Question: Do the prayers and good works done by a person in mortal sin have merit? What would happen if:
a) the person has the intention of going to confession and re-establishing his friendship with God as soon as he can?
b) the person lives in a situation in which it is not possible to re-establish grace (for example, a divorced person who lives with another person)?
It seems to me that many people who commit a sin feel that their prayer is no longer useful, and they turn away from pious practices, thus becoming weaker to face new temptations. Thank you in advance.

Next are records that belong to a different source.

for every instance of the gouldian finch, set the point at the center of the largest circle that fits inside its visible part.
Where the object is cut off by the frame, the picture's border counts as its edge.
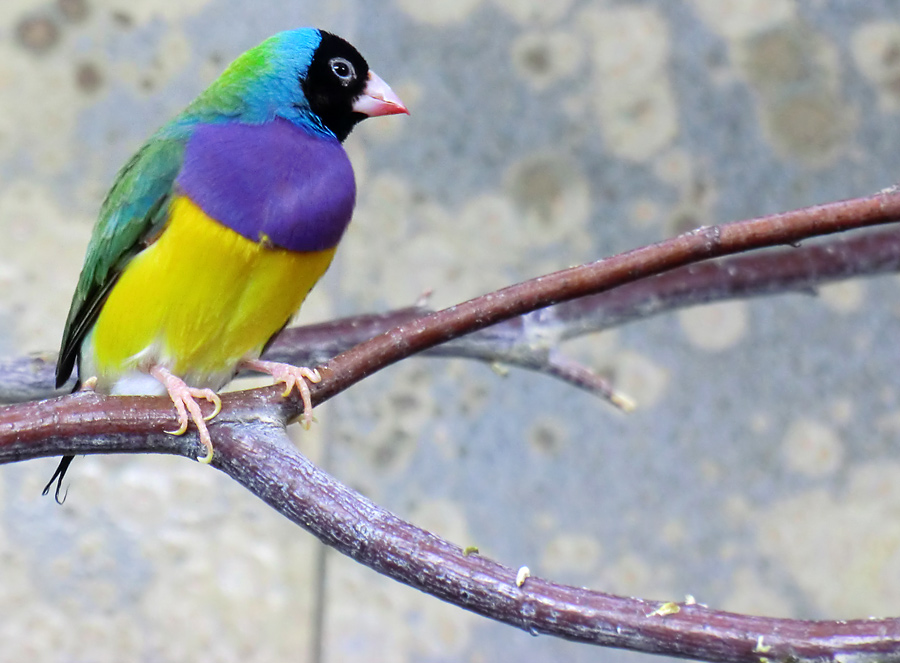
(217, 228)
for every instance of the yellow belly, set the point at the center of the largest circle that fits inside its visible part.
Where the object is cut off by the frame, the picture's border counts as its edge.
(197, 301)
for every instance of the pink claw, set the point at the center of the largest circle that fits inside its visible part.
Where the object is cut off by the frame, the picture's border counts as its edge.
(187, 407)
(292, 376)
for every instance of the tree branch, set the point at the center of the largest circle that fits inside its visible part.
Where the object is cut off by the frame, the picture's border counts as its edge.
(252, 448)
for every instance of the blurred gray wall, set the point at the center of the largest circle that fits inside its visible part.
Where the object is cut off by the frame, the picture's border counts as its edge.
(762, 470)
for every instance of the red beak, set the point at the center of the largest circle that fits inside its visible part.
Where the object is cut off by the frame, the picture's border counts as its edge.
(378, 99)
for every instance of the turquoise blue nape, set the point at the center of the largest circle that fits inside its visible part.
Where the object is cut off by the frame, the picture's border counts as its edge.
(258, 86)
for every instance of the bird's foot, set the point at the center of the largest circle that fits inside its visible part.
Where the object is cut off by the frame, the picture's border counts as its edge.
(185, 400)
(292, 376)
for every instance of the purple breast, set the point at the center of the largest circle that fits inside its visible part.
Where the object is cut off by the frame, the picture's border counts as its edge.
(272, 182)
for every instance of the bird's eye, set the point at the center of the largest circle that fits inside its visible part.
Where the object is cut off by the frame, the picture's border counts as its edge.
(343, 70)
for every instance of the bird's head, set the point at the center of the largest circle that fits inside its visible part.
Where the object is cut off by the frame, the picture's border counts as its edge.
(307, 76)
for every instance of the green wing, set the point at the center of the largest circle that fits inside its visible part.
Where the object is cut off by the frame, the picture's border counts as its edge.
(130, 219)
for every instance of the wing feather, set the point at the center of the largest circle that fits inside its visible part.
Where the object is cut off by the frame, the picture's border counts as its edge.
(130, 219)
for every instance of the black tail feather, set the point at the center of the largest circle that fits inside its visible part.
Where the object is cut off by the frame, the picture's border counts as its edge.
(58, 476)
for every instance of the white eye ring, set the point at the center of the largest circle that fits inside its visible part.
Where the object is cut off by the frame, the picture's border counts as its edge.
(342, 68)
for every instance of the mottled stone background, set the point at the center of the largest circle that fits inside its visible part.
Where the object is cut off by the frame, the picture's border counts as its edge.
(762, 470)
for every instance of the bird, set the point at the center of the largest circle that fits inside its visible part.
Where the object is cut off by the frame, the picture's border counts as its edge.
(215, 231)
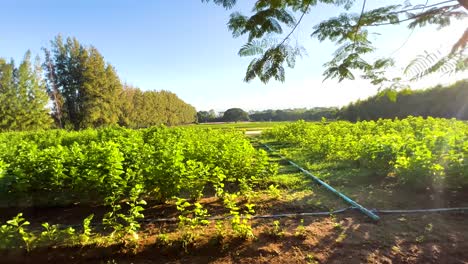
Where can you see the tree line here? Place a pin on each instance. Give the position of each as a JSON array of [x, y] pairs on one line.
[[237, 114], [445, 102], [75, 88]]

It is an essential condition for a work to be meritorious that it be done in a state of grace. Theologians have wondered what happens when one has done meritorious works, then sins and converts again. They speak in such a case of ‘reviviscence’ (reviving) of previous merits. But, as St. Thomas explains (Summa Theologica III, q89, a5) this does not mean that those merits ‘die’ because of sin and then revive; in reality the merits remain before God, but they do not have efficacy to bring to eternal life the person who merited them because of the impediment introduced by sin. On leaving the state of sin through penance, the impediment disappears and those works recover the efficacy of leading to eternal life to those who did them.
On the other hand, the good works of one who is in mortal sin, without ceasing to be good, are not supernaturally meritorious; therefore, when the person who has done them comes out of sin, they cannot recover their merit because they never had it. These works, says St. Thomas (Summa Theologica, III, q89, a6) are called ‘dead’, because although they are good in their type, they are done without charity which is the principle of life. “But works cannot proceed a second time from a principle, because they are transitory, and the same identical deed cannot be resumed. Therefore, it is impossible for dead works to be quickened by Penance”.
This does not detract from the fact that these works are good humanly speaking and that they have merit before men. But they lack supernatural merit.